El comandante miró a su esclava y frunció el ceño, como si le estuvieran faltando al respeto. El resto, incluso la maestra Lumeni, actuaban con total naturalidad, como si auscultar a una persona en público fuera algo rutinario.
El señor Dreider agarró las muñecas de Niara, les dio la vuelta y repasó los brazos con la yema de los dedos índice y corazón.
—Buenos músculos —opinó.
Niara era una aniria de no más de dieciocho años, estatura baja y cuerpo enjuto. Tenía los ojos rasgados y, además de las pupilas, en el ojo derecho aparecían dispersas unas motas de negro iris.
—Mestiza —observó el señor Dreider mirándole los ojos.
—¿Supone algún problema? —preguntó el comandante.
—Ninguno.
Continuó explorándola, agarró su cara y la giró de un lado a otro, deteniéndose en las orejas y en el cuello. Luego descendió y le agarró los pechos, como si los pesara. Continuó bajando hasta las caderas y las apretó. Durante todo el proceso, Viktor vio sorprendido cómo la esclava iba poniéndose cada vez más tensa. Era la primera vez en su vida que veía a un esclavo alarmarse ante un examen físico.
—¿Cuánto pagó por esta aniria? —quiso saber el señor Dreider.
—Treinta y dos piezas de plata.
—Es una locura de precio, pero no temo equivocarme al asegurar que nadie le ha estafado, comandante. Es un magnífico ejemplar.
—Gracias, señor.
El señor Dreider asintió y volvió a girarse hacia la aniria, que le miraba amenazante.

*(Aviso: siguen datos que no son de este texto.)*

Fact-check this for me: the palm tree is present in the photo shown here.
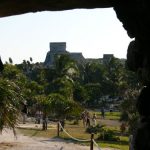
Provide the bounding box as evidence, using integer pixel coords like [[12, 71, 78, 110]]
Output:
[[0, 77, 23, 133]]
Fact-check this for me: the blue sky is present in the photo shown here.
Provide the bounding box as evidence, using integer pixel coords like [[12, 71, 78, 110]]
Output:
[[0, 8, 131, 63]]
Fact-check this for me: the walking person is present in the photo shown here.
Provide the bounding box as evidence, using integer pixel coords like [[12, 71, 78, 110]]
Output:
[[86, 112, 91, 127], [92, 113, 97, 127]]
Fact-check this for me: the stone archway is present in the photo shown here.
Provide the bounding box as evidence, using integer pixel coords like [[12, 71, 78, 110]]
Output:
[[0, 0, 150, 150]]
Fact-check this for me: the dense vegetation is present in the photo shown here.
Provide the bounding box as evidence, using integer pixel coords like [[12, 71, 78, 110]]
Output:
[[0, 55, 140, 130]]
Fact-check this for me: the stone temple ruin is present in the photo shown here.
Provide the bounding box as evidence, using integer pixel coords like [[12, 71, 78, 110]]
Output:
[[44, 42, 114, 67], [0, 0, 150, 150]]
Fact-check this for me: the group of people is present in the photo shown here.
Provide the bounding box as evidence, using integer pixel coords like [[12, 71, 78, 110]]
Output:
[[81, 110, 97, 127]]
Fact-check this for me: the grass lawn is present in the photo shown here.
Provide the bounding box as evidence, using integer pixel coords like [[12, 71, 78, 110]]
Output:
[[18, 112, 129, 150]]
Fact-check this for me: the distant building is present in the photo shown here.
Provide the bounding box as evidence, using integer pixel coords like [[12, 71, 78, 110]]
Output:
[[103, 54, 114, 63], [44, 42, 120, 67], [44, 42, 85, 67]]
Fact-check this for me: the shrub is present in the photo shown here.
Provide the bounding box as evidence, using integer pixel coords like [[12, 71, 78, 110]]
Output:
[[97, 129, 120, 141], [86, 125, 105, 134]]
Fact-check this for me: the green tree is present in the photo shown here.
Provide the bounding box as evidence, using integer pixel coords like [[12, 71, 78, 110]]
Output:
[[0, 77, 23, 133]]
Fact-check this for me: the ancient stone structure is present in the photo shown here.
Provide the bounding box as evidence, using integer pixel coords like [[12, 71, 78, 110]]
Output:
[[44, 42, 85, 67], [0, 0, 150, 150]]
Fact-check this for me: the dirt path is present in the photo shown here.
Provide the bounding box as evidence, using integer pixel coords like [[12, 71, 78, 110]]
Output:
[[0, 130, 118, 150]]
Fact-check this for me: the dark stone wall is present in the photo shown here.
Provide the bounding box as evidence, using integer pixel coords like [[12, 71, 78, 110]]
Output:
[[113, 0, 150, 150], [0, 0, 150, 150]]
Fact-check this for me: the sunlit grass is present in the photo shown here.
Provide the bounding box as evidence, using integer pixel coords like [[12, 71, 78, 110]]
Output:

—¿Qué demonios estás mirando? —cuestionó en un tono completamente contrario al que había utilizado hasta entonces.
Sin saber de dónde había salido, Viktor vio el dorso de una mano golpear la cara de aquella aniria. Niara se tambaleó y se llevó la mano al labio, de donde comenzaban a emanar gotas de sangre.
—Ve fuera y espérame en la berlina —ordenó el comandante, serio y furioso. Niara le miró con odio en los ojos—. ¡Ya!
Niara, temerosa de recibir un segundo golpe, obedeció.
—¿De dónde demonios ha sacado a esa aniria? —preguntó el juez—. ¡Qué carácter!
—Discúlpenme todos, por favor —dijo el comandante—. Como usted ha dicho, señor Dreider, es un magnífico ejemplar, pero necesita disciplina.
—Ya lo creo —intervino el juez.
Viktor estaba impresionado, no por la escena que acababa de vivir, sino por la velocidad con la que el comandante había lanzado aquel golpe. El movimiento parecía no haber siquiera existido.
—Pero, por favor, caballeros, no desearía continuar acaparando la atención —añadió el comandante—. Cuéntenos, gobernador, el año que viene es año electoral. ¿Tiene ya preparada su estrategia para la campaña?
El gobernador se sonrojo y sonrió. Un hombre de aspecto afable y saludable, a pesar de su avanzada edad.
—Lo cierto es que sí —confesó—. Pienso retirarme.
A Viktor se le paró el corazón y supuso que lo mismo le habría ocurrido a su padre. Sin embargo, el resto del grupo acogió la noticia sin sorpresa.
—Es un buen gobernador, señor —dijo el juez—. Me apena oír que se retira.
—Se lo agradezco, Deian. De veras. No ha sido una decisión sencilla, pero creo que es la correcta. He gobernado durante tres legislaturas seguidas. Diecisiete años. He visto la guerra, la transición y la paz, y he tratado de aportar todo lo que he podido.
—Lo ha hecho bien. Siempre tendrá mi apoyo, señor —comentó Shanti Roshan, alcalde de Viendavales.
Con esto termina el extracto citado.